昨年9月、英国と米国の惑星科学者が、金星の大気からホスフィン(リン化水素)が検出されたと発表し、この問題への関心が高まった。
ホスフィンは一般的に不安定であり、地球上では生物に関連するプロセスの結果としてのみ発生する。そのため学者らは、金星のホスフィンも生命に関連していると考えた。
その後、一部の天文学者は、金星の大気中にホスフィンが存在したことを疑ったが、他の学者たちはホスフィンの痕跡を再び検出しようとした。
ホスフィンは再検証で検出されていないため、学者らはホスフィンの検出は偶発的な干渉または測定ミスによるものだと考える傾向がある。
クイーンズ大学ベルファスト校のジョン・ホールズワース氏などの研究チームは、別の角度から金星の生命探索に取り掛かった。同研究チームは、データを再検証するのではなく、ホスフィンの痕跡が検出されたとされる金星の雲にどれだけの水が存在するのかを調べた。
学者らによると、水は極限環境微生物を含む地球上のすべての生物にとって極めて重要。
ホールズワース氏などの研究チームは最近、地球上で最も生命力が強い細菌および古細菌が耐えることができる大気中および溶液中の水の最小濃度を特定した研究チームは、これを基に金星に地球上のような生命が存在する可能性を評価できると考え、火星の雲の水分濃度を測定した。

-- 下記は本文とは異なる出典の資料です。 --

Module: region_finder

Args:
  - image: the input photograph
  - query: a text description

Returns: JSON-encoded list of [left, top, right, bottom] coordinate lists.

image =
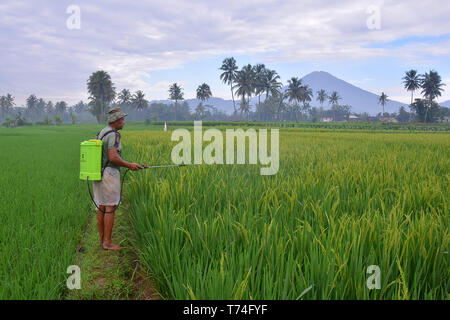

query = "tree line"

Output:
[[0, 57, 449, 124]]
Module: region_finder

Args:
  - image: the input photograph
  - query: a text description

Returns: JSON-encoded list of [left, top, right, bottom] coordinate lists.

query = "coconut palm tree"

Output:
[[402, 69, 421, 120], [219, 57, 238, 113], [316, 89, 328, 108], [55, 101, 67, 117], [87, 70, 116, 123], [421, 70, 445, 122], [233, 64, 255, 120], [301, 84, 313, 118], [378, 92, 388, 116], [131, 90, 148, 111], [285, 77, 303, 121], [197, 83, 212, 102], [0, 93, 15, 119], [263, 69, 283, 99], [169, 82, 184, 121], [239, 96, 250, 121], [253, 63, 267, 120], [328, 91, 341, 121], [316, 89, 328, 118], [117, 89, 133, 106], [402, 69, 420, 104]]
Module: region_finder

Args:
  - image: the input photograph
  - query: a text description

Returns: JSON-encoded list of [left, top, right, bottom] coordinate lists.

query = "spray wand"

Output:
[[86, 163, 198, 213]]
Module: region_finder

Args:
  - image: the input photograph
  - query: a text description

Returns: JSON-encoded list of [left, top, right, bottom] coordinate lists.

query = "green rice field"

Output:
[[0, 124, 450, 299]]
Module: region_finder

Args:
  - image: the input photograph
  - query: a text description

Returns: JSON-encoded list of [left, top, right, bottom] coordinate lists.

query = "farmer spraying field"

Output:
[[92, 108, 143, 250]]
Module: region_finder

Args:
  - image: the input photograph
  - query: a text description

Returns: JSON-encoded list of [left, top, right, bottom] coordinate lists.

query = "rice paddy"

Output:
[[123, 130, 450, 299], [0, 125, 450, 299]]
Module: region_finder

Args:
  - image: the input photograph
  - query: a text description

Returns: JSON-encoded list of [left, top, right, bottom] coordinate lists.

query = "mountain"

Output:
[[151, 71, 406, 115], [296, 71, 406, 115]]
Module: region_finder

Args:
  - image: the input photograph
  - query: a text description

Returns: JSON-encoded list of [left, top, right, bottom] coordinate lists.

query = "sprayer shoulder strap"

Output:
[[97, 130, 117, 177], [97, 130, 116, 140]]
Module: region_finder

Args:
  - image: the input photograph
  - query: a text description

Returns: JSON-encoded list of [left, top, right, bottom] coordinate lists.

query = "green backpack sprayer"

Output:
[[80, 131, 192, 213]]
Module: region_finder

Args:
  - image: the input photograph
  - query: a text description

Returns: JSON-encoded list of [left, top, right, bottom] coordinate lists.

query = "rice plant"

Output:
[[123, 129, 450, 299]]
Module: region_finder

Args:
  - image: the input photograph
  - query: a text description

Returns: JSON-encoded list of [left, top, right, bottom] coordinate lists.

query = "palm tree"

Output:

研究チームは、ソ連の金星探査機「ベネラ11号」、「ベネラ13号」、「ベネラ14号」や、複数の地上望遠鏡が収集した金星の大気のさまざまな層の圧力、温度、その他のデータを分析した。
その結果、金星の雲は非常に乾燥していることが示された。金星の雲の水分濃度は、生命の存在に必要な量の数百分の1だったという。また、火星に関する同様の分析は、火星の土壌水分の割合がこの最小値を超える可能性が低いことを示しており、研究者らは、これは火星で生命を発見する可能性を低くしているとの見方を示している。